There are many mixed messages regarding COVID-19 and the housing market. It is unfortunate that this also happened to fall right during the spring market, which is usually the largest market of the year for buying and selling. One of the common misconceptions right now is the housing market is crashing and the price of homes will be significantly decreasing. I am happy to say that this is not true, especially in the Triangle area. With that being said there are a few things to keep in mind.
1.) It is harder to obtain a loan. Many lenders have stopped and/or are limiting specific loan programs, especially government loans.
- FHA Loans are a government-backed loan program that allows for a lower credit score and lower down payment than some conventional loans. Credit scores could be as low as 580 and down payments as low as 3.5% of the purchase price. Most lenders have upped the credit score limit to at least 640 for the time being.
- VA loans are a loan program for veterans. Some lenders are requiring credit score minimums to be higher than previously required and that score would depend on the specific lender’s requirements.
- Down payment assistance programs have stopped.

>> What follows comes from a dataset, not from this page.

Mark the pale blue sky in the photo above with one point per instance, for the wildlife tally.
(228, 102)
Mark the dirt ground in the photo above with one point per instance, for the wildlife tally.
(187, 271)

In North Carolina you can qualify for up to $8,000 towards your down payment with some income and credit score requirements but lenders have recently pulled this program due to the pandemic.
- Jumbo Loans which in NC are currently loans that require more than $453,100 in financing have recently upped their credit score limits and down payment amounts.

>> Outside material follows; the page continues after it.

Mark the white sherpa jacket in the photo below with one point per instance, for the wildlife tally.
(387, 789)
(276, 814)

2.) Inventory is limited. In what would normally be a booming spring market the number of houses that are being listed is limited due to a few factors. Some sellers may be hesitant to open their homes due to the risk of Covid-19 exposure. Some sellers also may be hesitant to sell due to uncertainty in the future economy.
3.) Any financial troubles that have occurred due to recent issues with the economy. Many Americans have been laid off or their jobs have been furloughed. Many others have lost investments in the stock markets, from 401ks and more. This may affect the ability of some to purchase.

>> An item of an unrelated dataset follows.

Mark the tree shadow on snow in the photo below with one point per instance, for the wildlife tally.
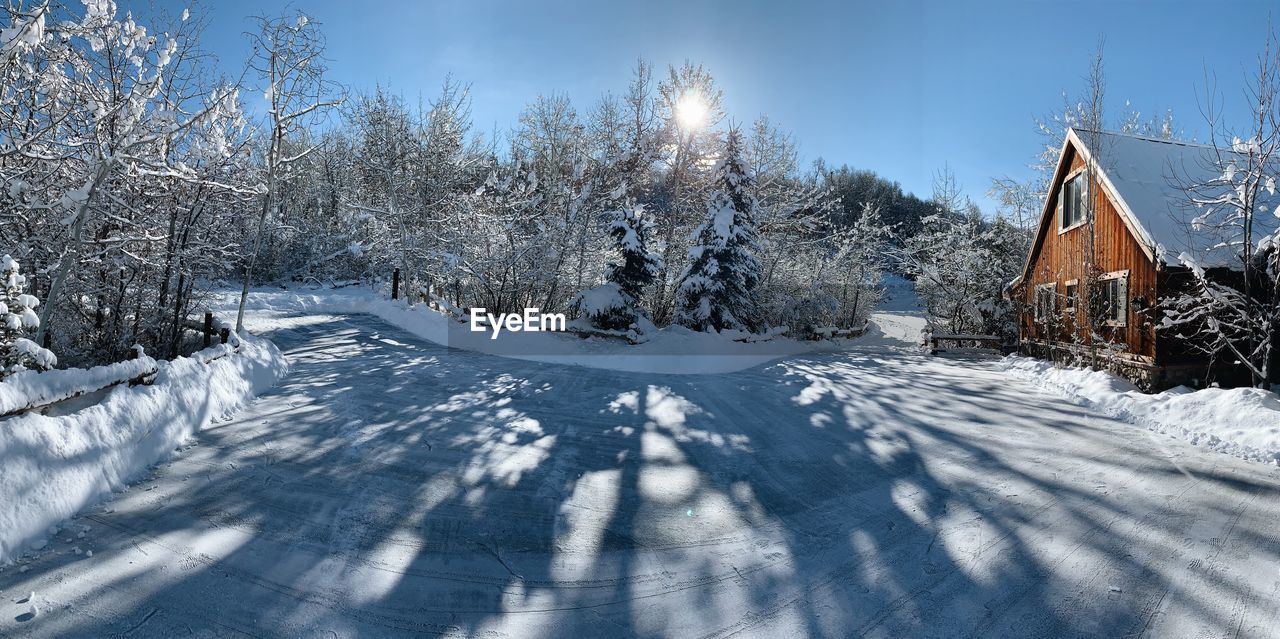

1.) Interest rates!!! Interest rates have dropped significantly recently and are currently historically low. Some rates have even been as low as the high 2%s!! The lower your rate, the more buying power you have. In fact, with each 0.125% change in mortgage rates, your buying power can increase. Now is a great time to lock in a low rate for anything from your first home to an investment property.
2.)There are fewer buyers in the market which would mean less competition. Some buyers may be hesitant to enter homes due to the risk of exposure. Also the sellers who are listing their homes on the market are serious and motivated to sell.
3.) The market is cyclical meaning that when it goes down it will eventually always go back up. if owning this home is your long term plan then regardless of what happens with the market in the very near future the value will increase over time. The good thing about land is that there is no more being built so the value of land never depreciates.